Klassische Gnocchi mit Paradeispesto

Bella Italia.Da ich mich hier gerade - und noch länger aufhalte - wird's Zeit Gnocchi & Pasta selbst zu machen.


Mit Gnocchi hat das bisher immer gut funktioniert denn: E' molto semplice da preparare!
Ich hab gleich eine größere Menge Gnocchi gemacht, da sie sich auch hervorragend zum Einfrieren eignen und dann auch in der Pfanne angebraten (zum Beispiel mit Roten Rüben) köstlich schmecken - das Rezept folgt. Und auch mit Kürbis und Salbeibutter - in etwas abgewandelter Form - sind sie herrlich. Auch dazu demnächst mehr.

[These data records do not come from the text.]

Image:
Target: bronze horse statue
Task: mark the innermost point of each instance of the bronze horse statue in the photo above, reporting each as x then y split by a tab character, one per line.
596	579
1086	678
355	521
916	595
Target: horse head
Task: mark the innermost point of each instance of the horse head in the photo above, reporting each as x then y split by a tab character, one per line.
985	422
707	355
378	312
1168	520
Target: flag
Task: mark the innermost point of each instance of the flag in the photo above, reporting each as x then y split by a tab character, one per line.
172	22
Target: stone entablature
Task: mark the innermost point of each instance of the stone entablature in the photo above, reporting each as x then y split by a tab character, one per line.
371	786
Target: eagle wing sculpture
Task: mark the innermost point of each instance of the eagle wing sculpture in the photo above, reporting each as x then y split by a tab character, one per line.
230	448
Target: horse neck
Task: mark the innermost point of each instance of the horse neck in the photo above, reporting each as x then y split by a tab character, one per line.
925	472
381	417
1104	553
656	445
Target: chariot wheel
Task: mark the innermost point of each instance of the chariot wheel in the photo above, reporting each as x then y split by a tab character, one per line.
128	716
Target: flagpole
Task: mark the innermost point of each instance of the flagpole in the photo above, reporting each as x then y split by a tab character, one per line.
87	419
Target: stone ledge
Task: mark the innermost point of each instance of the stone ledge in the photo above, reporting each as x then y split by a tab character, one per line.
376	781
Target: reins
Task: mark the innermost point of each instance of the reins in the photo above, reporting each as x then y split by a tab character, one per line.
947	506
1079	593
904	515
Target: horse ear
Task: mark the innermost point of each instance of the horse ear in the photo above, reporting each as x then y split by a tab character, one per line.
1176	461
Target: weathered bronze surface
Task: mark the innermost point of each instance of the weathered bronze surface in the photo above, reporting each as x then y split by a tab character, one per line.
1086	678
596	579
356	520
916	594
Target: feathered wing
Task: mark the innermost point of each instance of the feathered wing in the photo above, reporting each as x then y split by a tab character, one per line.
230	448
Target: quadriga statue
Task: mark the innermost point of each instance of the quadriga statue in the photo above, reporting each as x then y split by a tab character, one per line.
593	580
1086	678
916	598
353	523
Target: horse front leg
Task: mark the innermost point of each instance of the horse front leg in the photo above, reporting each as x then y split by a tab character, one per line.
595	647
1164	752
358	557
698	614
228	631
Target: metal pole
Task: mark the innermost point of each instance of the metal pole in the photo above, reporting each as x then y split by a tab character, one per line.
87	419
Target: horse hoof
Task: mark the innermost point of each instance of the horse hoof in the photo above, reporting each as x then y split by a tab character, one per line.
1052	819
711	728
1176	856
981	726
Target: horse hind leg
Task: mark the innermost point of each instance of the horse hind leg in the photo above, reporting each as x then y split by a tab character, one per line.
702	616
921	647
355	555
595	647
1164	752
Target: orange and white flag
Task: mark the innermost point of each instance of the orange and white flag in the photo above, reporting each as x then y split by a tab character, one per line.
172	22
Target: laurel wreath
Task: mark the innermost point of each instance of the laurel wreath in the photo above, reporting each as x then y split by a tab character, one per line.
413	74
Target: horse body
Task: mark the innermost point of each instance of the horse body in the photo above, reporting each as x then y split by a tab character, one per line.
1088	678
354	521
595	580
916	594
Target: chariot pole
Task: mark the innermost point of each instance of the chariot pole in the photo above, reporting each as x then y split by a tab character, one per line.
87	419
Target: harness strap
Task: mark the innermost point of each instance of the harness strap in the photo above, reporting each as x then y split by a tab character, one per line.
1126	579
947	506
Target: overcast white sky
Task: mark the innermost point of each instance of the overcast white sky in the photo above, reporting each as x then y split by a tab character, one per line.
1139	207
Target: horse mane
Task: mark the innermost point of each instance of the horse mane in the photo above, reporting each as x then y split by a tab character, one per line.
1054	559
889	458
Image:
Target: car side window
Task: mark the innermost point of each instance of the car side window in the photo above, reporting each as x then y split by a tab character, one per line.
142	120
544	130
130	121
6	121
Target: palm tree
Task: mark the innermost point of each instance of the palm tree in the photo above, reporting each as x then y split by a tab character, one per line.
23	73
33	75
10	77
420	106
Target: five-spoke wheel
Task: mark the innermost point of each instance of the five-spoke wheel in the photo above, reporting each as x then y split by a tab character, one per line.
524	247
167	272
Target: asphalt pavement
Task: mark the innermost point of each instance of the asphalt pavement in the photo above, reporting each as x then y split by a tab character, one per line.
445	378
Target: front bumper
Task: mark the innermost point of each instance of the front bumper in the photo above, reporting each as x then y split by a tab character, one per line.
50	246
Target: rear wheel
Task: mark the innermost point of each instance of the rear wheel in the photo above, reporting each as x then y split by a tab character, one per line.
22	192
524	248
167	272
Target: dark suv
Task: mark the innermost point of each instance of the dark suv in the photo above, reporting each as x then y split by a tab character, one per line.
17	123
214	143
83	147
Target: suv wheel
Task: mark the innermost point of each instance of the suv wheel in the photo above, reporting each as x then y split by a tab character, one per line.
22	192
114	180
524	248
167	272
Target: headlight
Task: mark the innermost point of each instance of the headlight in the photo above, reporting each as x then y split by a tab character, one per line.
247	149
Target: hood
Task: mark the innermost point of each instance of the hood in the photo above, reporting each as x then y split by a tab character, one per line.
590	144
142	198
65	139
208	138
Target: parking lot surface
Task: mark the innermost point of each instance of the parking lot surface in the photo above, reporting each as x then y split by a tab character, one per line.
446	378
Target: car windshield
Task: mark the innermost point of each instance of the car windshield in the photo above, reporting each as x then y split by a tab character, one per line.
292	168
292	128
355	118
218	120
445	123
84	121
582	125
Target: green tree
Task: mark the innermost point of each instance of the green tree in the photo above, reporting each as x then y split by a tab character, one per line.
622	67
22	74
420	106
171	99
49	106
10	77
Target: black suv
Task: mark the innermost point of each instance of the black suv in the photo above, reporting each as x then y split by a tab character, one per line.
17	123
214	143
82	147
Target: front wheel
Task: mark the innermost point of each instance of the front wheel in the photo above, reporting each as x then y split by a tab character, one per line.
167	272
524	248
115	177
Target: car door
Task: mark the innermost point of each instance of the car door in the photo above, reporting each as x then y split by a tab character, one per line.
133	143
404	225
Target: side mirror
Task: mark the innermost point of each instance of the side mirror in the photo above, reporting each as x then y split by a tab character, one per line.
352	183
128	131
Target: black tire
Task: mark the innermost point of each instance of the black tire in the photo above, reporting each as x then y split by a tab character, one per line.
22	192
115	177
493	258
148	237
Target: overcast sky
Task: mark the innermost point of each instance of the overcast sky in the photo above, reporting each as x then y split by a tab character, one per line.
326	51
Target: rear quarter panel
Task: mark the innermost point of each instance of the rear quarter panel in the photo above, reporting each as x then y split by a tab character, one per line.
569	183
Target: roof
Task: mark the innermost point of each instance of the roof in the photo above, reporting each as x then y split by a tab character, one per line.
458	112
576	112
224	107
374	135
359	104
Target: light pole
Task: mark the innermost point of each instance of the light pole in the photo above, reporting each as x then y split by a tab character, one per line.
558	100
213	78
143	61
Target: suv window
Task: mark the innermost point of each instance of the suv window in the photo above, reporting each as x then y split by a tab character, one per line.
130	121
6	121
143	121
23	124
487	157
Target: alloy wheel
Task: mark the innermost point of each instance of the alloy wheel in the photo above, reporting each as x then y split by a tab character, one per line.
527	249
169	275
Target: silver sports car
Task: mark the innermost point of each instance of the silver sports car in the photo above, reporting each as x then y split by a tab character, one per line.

Wichtig ist jedenfalls nur das Verhältnis:
5 Teile Kartoffel
2 Teile Mehl
1/2 Teil Grieß.

Kartoffel (Püreekartoffel) kochen und auskühlen lassen, durch eine Kartoffelpresse drücken und mit dem Mehl vermengen. Salz, ein wenig Muskatnuss und je nach Menge 1-2 Eidotter untermischen.
Das sollte jetzt eine schöne knetförmige, nicht klebrige, Masse sein. 
Wenn dem so ist: perfetto! 
Wenn nicht, dann einfach noch ein bisschen Grieß oder Mehl dazu mischen.
Etwas Mehl auf die Arbeitsfläche stauben (damit die Gnocchi nicht "picken") und darauf daumendicke Rollen formen. Die dann in etwa 1 cm dicke Stücke schneiden. 
Wer die Gnocchi größer mag, darf's natürlich auch größer schneiden. 
Mit dem Gabelrücken eindrücken - weil's einfach schöner ausschaut (muss aber nicht sein).
Salzwasser aufsetzen und zum Kochen kochen bringen. Gnocchis rein und warten bis sie aufsteigen - das dauert nur ein paar Minuten. 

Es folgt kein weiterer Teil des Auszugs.